Using LEGO materials for Common Core Math Instruction

Interesting article (from EdTech K-12) on LEGO's recent announcement about the impending release of an item to address Common Core Instructional needs. I don't see why this idea can't successfully be extended to LEGO Robotics and Math Instruction in higher grades, as well. Seems like instructional magic waiting to happen, to me.


"New Lego Classroom Tool Is Building a Bridge to Common Core Readiness

Lego Group’s education division announced Wednesday that it is preparing to release MoreToMath, a package of 48 block-based exercises that target first- and second-grade math coursework.
The product comes at a time when many elementary school teachers are adapting to tougher standards for mathematics. The new Common Core standards encourage critical thinking, collaboration, technology use and digging deeper into the concepts behind the subject matter.
MoreToMath was designed to help students grasp math problems by modeling them with blocks and solving the problems in creative ways, says Leshia Hoot, Lego Education's senior segment manager for preschool and elementary education.
“We had educators saying they were really struggling with these (Common Core) math practices,” Hoot says. “We designed this to support those practices and real-world problem-solving using Lego bricks.”

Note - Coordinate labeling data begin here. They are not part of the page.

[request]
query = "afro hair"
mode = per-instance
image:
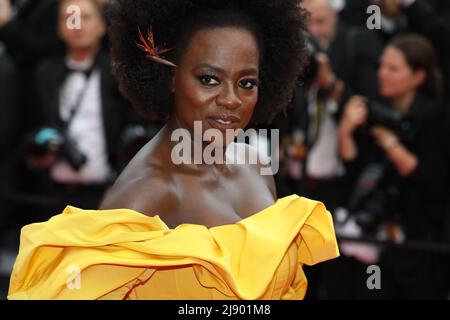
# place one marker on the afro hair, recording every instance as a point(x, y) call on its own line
point(279, 26)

Lego's curriculum development team, which is composed of former educators, created the exercises. The instructions are divided into solo and team-based exercises, allowing for differentiated learning. They also incorporate interactive whiteboard software that helps an entire class of students learn together. Using the included Mathbuilder software, teachers can also create their own activities.
In one of the simpler activities, students must construct a snake using only five bricks.
"You quickly realize there are multiple ways of solving this problem, and you have to think through the underlying counting and sequencing to solve it," Hoot says."